And this is just the tip of the iceberg. Want a nuke plants? where are you going to put them? and how long is it going to take to build?

So yeah, it's lame that the power grid is close to capacity. And yeah there are potential new and evolving energy supplies but the solution isn't so simple as "add 50% more capacity and have no worries."

To paraphrase Steve Yegge, "Have you increased the energy grid significantly and simultaneously reduced greenhouse gases ?"

Of course, it's not all environmental.

I live in Kansas. There's a long-running feud going (several years now) over permits to build several coal-fired power plants in the western part of the state; the legislature keeps passing bills ordering the permits to be granted, and the governor keeps vetoing them (thus far the legislature's been unable to get enough votes to override her).

While various folks here love to complain that it's just some sort of environmental agenda being pushed by our (liberal) governor, there's a powerful economic reason to say no to these plants: although they'll be built in Kansas, although they'll use resources from Kansas, although they'll dump pollution into the air and water of Kansas, not one single watt of power from them will go to homes or businesses in Kansas (the plants, if they're built, will be built by out-of-state power companies to produce electricity which will be used elsewhere, mostly in Colorado).

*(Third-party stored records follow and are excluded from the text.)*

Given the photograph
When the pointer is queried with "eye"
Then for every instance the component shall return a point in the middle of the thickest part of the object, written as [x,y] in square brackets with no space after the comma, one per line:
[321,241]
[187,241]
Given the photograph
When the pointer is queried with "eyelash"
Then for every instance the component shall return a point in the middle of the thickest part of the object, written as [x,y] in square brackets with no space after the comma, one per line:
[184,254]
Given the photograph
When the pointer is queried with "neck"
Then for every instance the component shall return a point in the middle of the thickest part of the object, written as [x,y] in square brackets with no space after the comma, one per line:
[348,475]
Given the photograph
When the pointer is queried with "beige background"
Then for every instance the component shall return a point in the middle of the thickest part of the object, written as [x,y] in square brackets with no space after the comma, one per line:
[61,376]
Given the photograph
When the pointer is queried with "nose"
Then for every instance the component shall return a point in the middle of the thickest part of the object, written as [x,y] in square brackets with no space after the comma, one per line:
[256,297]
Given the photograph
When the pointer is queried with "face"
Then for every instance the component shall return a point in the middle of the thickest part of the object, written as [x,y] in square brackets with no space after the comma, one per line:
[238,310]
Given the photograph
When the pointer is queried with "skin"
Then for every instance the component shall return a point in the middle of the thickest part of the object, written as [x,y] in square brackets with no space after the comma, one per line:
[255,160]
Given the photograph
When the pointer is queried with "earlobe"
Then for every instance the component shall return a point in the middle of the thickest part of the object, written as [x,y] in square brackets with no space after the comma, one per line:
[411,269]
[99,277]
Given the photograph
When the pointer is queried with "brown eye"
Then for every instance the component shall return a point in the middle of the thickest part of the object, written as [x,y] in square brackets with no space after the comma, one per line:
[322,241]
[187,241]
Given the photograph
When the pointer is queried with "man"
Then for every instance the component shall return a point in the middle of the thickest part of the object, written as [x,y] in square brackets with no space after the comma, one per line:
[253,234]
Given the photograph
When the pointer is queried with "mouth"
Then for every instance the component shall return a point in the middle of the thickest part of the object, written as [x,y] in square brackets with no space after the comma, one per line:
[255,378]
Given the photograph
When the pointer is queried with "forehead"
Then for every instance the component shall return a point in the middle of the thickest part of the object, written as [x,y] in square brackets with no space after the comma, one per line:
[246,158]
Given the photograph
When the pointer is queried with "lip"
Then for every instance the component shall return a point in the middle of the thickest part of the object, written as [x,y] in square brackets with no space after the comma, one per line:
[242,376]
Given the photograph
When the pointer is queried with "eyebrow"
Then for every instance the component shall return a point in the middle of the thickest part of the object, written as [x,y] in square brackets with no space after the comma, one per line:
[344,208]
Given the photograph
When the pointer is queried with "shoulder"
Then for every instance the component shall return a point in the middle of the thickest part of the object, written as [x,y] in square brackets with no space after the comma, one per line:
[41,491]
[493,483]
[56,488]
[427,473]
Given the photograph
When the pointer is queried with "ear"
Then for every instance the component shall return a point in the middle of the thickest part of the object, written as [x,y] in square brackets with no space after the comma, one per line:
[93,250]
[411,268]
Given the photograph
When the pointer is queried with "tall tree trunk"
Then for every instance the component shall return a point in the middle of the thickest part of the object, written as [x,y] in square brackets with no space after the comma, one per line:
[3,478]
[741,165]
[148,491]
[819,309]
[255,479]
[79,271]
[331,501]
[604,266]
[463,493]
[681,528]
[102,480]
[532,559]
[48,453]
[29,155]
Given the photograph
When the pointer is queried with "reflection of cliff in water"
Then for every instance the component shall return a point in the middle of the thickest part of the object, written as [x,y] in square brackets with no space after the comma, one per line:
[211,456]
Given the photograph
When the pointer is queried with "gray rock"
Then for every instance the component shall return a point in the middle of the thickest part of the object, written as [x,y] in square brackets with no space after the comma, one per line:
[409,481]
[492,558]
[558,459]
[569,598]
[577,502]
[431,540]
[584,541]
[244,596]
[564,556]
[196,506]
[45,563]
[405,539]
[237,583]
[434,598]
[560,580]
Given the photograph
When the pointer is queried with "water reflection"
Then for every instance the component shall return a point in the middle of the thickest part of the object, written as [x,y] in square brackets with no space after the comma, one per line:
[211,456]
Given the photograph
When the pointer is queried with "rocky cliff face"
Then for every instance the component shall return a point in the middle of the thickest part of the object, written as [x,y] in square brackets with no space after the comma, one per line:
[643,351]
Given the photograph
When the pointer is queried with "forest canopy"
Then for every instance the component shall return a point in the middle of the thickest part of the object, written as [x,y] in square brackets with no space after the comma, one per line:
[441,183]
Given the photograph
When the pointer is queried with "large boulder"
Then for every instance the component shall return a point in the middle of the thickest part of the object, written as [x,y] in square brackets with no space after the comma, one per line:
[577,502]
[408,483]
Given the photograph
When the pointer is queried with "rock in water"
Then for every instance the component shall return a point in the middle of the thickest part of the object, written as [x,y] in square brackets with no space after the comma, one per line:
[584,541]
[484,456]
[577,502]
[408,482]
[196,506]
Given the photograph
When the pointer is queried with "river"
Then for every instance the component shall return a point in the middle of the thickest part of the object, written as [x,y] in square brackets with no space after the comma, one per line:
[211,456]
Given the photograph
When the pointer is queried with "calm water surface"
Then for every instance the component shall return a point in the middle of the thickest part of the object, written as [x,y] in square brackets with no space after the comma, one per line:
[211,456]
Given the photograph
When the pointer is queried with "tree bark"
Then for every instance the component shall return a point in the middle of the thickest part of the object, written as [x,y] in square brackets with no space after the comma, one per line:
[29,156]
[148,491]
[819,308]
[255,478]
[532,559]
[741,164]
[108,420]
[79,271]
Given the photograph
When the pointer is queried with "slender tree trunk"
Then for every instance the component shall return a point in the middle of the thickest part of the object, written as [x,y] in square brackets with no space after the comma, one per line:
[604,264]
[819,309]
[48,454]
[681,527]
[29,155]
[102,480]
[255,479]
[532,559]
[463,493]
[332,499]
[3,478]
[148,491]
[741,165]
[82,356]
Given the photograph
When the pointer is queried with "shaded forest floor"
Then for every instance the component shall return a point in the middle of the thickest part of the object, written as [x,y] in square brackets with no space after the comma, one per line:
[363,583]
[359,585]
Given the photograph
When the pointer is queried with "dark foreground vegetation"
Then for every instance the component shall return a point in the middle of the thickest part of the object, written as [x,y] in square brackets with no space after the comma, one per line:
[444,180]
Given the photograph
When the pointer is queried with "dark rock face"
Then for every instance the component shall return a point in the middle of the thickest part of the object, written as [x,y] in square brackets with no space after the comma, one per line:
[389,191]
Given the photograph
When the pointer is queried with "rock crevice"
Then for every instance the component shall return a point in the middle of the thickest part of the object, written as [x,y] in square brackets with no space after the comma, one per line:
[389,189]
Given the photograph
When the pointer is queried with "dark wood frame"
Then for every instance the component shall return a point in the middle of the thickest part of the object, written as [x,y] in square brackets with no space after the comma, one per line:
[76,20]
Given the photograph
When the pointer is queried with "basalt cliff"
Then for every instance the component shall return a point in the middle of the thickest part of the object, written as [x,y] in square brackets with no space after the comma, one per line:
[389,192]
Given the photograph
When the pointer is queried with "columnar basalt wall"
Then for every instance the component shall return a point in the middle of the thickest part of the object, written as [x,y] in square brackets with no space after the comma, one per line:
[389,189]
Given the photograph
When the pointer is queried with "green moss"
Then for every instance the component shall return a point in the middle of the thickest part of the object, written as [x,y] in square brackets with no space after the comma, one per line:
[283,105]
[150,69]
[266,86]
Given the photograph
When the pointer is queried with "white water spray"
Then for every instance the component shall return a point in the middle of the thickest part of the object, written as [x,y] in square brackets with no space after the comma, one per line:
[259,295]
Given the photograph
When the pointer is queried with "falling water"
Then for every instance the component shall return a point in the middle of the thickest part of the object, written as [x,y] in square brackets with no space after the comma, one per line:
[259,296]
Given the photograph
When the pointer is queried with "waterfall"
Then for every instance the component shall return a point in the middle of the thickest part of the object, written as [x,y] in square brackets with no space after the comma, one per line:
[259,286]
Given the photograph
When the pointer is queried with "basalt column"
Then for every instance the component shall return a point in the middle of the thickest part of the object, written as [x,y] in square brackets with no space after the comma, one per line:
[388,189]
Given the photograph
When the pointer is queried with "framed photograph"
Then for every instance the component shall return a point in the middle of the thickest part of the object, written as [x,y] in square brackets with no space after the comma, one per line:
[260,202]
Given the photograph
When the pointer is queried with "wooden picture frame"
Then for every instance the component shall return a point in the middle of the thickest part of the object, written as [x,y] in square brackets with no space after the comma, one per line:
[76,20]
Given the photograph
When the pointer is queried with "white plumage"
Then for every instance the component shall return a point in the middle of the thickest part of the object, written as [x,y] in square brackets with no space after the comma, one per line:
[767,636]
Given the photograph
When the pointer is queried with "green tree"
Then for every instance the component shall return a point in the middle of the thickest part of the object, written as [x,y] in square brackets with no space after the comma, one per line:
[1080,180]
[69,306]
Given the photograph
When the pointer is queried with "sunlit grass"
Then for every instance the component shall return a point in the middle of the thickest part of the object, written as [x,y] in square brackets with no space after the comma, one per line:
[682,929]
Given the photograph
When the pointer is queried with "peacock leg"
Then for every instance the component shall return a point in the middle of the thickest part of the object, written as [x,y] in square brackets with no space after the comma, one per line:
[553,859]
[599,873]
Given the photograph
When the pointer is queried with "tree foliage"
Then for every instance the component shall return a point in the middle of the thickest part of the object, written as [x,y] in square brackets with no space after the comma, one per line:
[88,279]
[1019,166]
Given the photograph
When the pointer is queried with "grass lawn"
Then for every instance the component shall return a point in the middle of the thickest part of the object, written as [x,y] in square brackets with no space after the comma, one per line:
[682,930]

Which raises a valid question: if Kansas is going to bear the cost of having these plants, why shouldn't Kansas get any of the benefits? They won't generate nearly enough jobs to cover the impact they'll have on the state in other ways, so I don't see how any sound economic argument can be made in their favor.

From what reading I've been able to do on the subject of power-plant construction, it seems Kansas isn't alone in facing this sort of situation. Though it may feel like a variation on NIMBY, I think it's entirely reasonable for one state to ask why it should bear costs while another reaps benefits, and to refuse to enter such an obviously one-sided deal.

I actually just meant increasing transmission lines & transformer capacity, since that's what's on the edge. But we should increase generating capacity too.

Increasing capacity doesn't increase usage. We should increase capacity to a comfortable margin, and separately think about reducing usage.

I suspect the lead time is due to manufacturing capacity and probably large transformers are custom or semi-custom. But as you said amazing things happen when there is a civilization threatening crisis.
This is especially interesting in the light that there is now a more concerted effort to get automobiles "on the grid"

Just for starters, see Shai Aggassi's blog

http://shaiagassi.typepad.com/

I really want an EV, but the effect on the grid is a real problem that needs to be addressed as well.
When I got to "1 to 2 trillion" I stopped reading. I'm pretty sure the treasury blew that much last weekend.